Si ce film s'avère des plus captivants, c'est bien parce que Cédric Klapisch a une façon particulière, inclassable, de filmer les choses.  Chaque image est d'une rare intensité, les plans sont abordés sous un angle graphique implacable et la musique, comme si elle était capable d'injecter l'angoisse et le suspense par doses pernicieuses, nous manipule… Mais le génie du film, c'est l'humour décalé, l'exagération dans les situations et l'excès entremêlés, que Cédric Klapisch manie comme personne. Il fait surgir l'inattendu dans les situations banalisées, il fait jaillir le ridicule dans les moments de tension.
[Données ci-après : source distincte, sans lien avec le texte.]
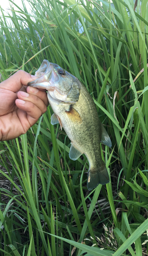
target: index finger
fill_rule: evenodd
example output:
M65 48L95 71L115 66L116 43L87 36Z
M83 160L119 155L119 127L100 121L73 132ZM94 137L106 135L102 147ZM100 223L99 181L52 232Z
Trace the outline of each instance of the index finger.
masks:
M14 93L18 92L22 86L27 86L29 82L38 78L23 70L19 70L12 76L0 83L0 88L8 90Z

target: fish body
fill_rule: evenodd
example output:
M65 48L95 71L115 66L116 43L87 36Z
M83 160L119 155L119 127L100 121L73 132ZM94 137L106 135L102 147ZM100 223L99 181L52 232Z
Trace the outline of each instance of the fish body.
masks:
M39 78L29 85L47 90L49 103L54 113L51 123L59 122L71 140L69 158L76 160L84 154L88 159L88 190L98 184L108 183L109 178L101 157L100 142L102 141L111 147L111 142L85 86L58 65L46 60L35 75Z

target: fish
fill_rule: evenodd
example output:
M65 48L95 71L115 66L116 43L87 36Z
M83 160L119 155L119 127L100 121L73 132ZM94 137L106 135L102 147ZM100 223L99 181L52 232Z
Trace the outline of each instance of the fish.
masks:
M61 129L63 127L71 140L70 159L75 161L84 154L88 160L88 189L109 182L101 157L100 143L111 147L111 141L85 86L58 65L46 59L35 75L38 78L29 82L28 86L47 91L54 112L51 122L53 125L59 123Z

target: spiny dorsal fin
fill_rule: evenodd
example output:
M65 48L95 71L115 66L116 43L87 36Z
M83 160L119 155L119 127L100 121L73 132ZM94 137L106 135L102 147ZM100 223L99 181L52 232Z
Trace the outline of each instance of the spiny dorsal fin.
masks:
M57 124L57 123L59 123L58 119L57 118L56 115L55 115L55 113L54 113L51 116L51 124L53 124L53 125L54 125L54 124Z
M109 137L109 135L107 131L106 131L105 129L104 128L103 125L102 124L102 123L101 123L101 127L102 130L102 136L101 136L101 142L102 143L105 144L105 145L108 146L109 147L111 147L112 143L111 139Z

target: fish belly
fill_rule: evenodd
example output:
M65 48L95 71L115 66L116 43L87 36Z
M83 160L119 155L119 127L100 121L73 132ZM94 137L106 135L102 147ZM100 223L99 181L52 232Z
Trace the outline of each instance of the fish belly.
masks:
M93 100L86 88L82 87L78 101L72 106L64 102L57 104L50 101L50 103L73 146L88 159L88 189L91 190L98 184L109 182L108 174L101 157L101 122Z

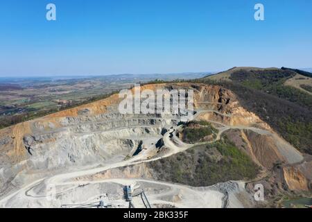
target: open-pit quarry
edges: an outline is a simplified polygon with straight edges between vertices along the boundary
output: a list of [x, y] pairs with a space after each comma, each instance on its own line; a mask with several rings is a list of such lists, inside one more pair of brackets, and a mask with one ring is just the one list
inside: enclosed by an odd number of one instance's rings
[[[144, 191], [152, 207], [252, 207], [265, 206], [281, 190], [311, 189], [311, 160], [241, 107], [231, 91], [193, 83], [141, 88], [193, 89], [194, 120], [210, 123], [216, 135], [185, 142], [179, 136], [187, 123], [182, 116], [120, 114], [118, 94], [19, 123], [0, 130], [0, 207], [83, 207], [103, 200], [128, 207], [123, 187], [131, 185], [134, 193]], [[191, 186], [153, 167], [225, 135], [259, 167], [256, 177], [233, 180], [229, 175]], [[254, 198], [257, 183], [270, 191], [261, 203]], [[144, 207], [139, 196], [132, 202]]]

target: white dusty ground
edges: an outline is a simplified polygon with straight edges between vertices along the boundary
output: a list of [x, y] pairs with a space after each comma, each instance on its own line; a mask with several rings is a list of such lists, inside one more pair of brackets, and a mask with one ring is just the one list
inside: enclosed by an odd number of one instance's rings
[[[195, 118], [205, 112], [231, 117], [215, 110], [200, 110]], [[40, 134], [38, 130], [37, 140], [41, 142], [36, 143], [31, 138], [26, 141], [32, 146], [32, 157], [27, 164], [33, 170], [28, 173], [28, 177], [21, 174], [16, 177], [17, 188], [0, 196], [1, 207], [92, 207], [87, 205], [97, 204], [100, 200], [112, 205], [112, 207], [128, 207], [123, 190], [126, 185], [132, 185], [135, 193], [143, 189], [153, 207], [248, 207], [254, 204], [252, 194], [245, 190], [243, 181], [192, 187], [137, 178], [86, 179], [112, 169], [165, 158], [194, 144], [182, 142], [173, 133], [181, 127], [177, 125], [177, 116], [123, 117], [109, 114], [87, 121], [83, 118], [64, 119], [62, 128], [54, 130], [52, 128], [49, 133]], [[299, 152], [269, 130], [211, 122], [220, 126], [216, 139], [231, 128], [250, 130], [273, 137], [280, 153], [290, 163], [302, 160]], [[164, 129], [166, 132], [164, 133]], [[53, 144], [49, 142], [51, 135], [58, 138]], [[161, 139], [166, 152], [155, 155], [158, 149], [155, 144]], [[133, 155], [138, 146], [141, 146], [140, 152]], [[69, 155], [72, 165], [67, 162]], [[76, 162], [84, 164], [75, 165]], [[64, 166], [64, 169], [60, 169], [60, 166]], [[41, 171], [42, 167], [50, 171]], [[0, 176], [4, 178], [3, 175], [2, 173]], [[144, 207], [139, 196], [134, 198], [133, 203], [137, 207]]]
Et puis, il y a cette façon personnelle qu'il a d'aborder les relations humaines -qu'elles soient roses comme dans "L'Auberge espagnole" ou noires comme ici, dans "Ni pour ni contre (bien au contraire"- qui donne à la fois une épaisseur et une profondeur à ses films.  Question casting, Vincent Elbaz fait forte impression dans le rôle de Jean, le gangster qui monte et dirige les opérations : ses regards en disent autant que ses mots. Il fait passer dans son jeu un sentiment confus d'homme dominateur, d'homme amoureux, de paternaliste : il n'est jamais ni tout blanc ni tout noir. Quant à Marie Gillain dans le rôle de Caty, elle incarne à la fois une femme d'apparence fragile qui cache une véritable force intérieure et une femme en apparence forte qui cache une vulnérabilité incandescente. Saluons également les performances de Zinedine Soualem, Dimitri Storoge et Simon Abkarian, qui ont pris très à cœur leurs rôles de gangsters. 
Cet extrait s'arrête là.